Here’s a look at the developments over the past five days:
MONDAY: NBC’s Pete Williams reports that intelligence community reviewers examining Clinton’s emails identified 305 documents that have been referred to their agencies for further consultation. Intelligence reviewers began looking at documents after concerns that a classified document was included in prior public releases of Clinton’s emails. It is unclear if any of the more than 300 documents actually contains classified material.
The Washington Times also reports that the number of emails identified by the State Department as containing classified information has hit 60. It was previously known that reviewers were looking at hundreds of emails upgraded to classified after they were sent, however.
TUESDAY: Clinton combatively defends her email practices while campaigning in North Las Vegas, Nevada. "Whether it was a personal account or a government account, I did not send classified material, and I did not receive any material that was marked or designated classified," she said. And when asked if she “wiped” her server before handing it over to investigators, she responded, "Like, with a cloth or something?"
NBC’s Richard Esposito and Pete Williams report two sources with direct knowledge of the process say the FBI's analysis of the server that once held the Clinton e-mails is now underway.
These sources say that while an effort was, in fact, made to wipe the hard drive, the FBI is optimistic it can recover at least some data.
In an interview with Telemundo, Clinton said there is “nothing to worry about” and maintained the controversy will “burn itself out.”
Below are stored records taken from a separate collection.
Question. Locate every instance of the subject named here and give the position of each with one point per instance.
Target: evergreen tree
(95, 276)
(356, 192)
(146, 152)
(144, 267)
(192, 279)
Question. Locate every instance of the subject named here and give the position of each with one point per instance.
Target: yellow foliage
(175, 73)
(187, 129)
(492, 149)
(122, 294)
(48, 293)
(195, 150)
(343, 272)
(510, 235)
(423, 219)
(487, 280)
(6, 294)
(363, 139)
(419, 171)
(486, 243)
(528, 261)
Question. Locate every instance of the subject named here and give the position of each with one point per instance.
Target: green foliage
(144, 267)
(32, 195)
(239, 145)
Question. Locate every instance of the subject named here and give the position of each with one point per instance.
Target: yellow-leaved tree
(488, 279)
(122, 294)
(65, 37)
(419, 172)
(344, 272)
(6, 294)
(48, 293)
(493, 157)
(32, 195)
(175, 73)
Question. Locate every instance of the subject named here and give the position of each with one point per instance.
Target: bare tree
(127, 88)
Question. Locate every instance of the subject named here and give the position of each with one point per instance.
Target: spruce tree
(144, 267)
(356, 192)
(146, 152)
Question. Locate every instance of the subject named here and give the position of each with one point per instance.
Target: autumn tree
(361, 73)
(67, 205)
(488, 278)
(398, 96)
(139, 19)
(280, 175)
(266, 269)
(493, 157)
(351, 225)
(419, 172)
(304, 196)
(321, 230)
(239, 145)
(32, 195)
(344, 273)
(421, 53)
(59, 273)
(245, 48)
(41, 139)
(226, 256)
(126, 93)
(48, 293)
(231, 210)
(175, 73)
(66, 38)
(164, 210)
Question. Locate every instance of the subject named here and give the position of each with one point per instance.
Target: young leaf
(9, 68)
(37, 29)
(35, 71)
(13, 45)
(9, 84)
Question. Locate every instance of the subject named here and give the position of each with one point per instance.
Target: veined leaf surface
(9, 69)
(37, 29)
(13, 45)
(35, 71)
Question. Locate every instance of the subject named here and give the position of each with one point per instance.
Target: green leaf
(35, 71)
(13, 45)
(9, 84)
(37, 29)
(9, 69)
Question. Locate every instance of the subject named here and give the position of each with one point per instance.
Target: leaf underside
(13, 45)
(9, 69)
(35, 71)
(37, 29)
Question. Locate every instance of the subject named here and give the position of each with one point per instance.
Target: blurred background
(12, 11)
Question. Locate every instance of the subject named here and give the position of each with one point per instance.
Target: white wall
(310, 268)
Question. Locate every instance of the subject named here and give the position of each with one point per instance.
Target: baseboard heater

WEDNESDAY: Fox News reports they have identified two emails that kicked off the FBI investigation into whether Clinton’s messages were mishandled. The report pinpoints one message forwarded from Clinton adviser Huma Abedin to the then-secretary of state in 2011 that said Ambassador Chris Stevens was considering leaving Benghazi, Libya, because of deteriorating conditions. The second message was sent by Clinton aide Jake Sullivan that Fox News reports had sensitive information about arrests made in connection to the 2012 Benghazi attack that killed Stevens and three other Americans.
The Clinton campaign held a call with reporters to refute the report, arguing the story vindicates that she broke no laws. Clinton aides argued that the 2011 note was not marked as classified and that the State Department disputes that the information should be classified. (In a video released Friday, Clinton campaign spokesman Brian Fallon points out that you can still go to the State Department website and view the email because it remains unclassified.) Both messages show either a government dispute over what qualifies as classified or are examples of over-classification, the Clinton team said.
“It says more about the bent toward secrecy in [some quarters of] government than Hillary Clinton’s email practices,” Fallon said on the call.
Jen Palmieri, communications director for Clinton campaign, said on MSNBC, “We think that in August there is a lot of press interest in this and we want to do a lot of educating. We’re spending a lot of time talking to our supporters making sure they understand the really important facts here.”
THURSDAY: A federal judge orders the State Department to keep in close touch with the FBI about what has been uncovered during the investigation into Clinton’s email server, NBC’s Pete Williams reports. "We wouldn't be here today if the employee had followed government policy," District Court Judge Emmet Sullivan said, referring to Clinton. (The hearing was held for a Freedom of Information Act lawsuit involving a Clinton aide that was not directly related to the email controversy.)
New Quinnipiac University polls find only about one-third of Democratic voters in the key swing states of Florida, Ohio and Pennsylvania say Clinton is honest and trustworthy.
FRIDAY: A Reuters examination of the Clinton emails that have so far been made public found at least 30 email threads included so-called “foreign government information,” which the news organization reports should have been “presumed” classified. The report undermines Clinton’s claim that she never sent or received classified information from her private email account.
Some Democrats in Congress are also beginning to publicly question how the campaign has dealt with the continuing email controversy, the Associated Press reports. "I don't think the campaign has handled it very well," Florida Sen. Bill Nelson told the AP. The suggestion that she make a joke about joining Snapchat, a social media platform where messages automatically disappear, “was not good advice,” Nelson added.
The Clinton campaign releases a video refuting Wednesday’s Fox News reports, questions about her wiped server, and the classification of emails sent from Clinton’s private account.
“We fully expect that Republicans are going to want to continue to want to talk about Hillary Clinton’s emails,” Fallon says in the video. “And the reason for that is because they can’t talk about their plan to grow their economy on behalf of the middle class.”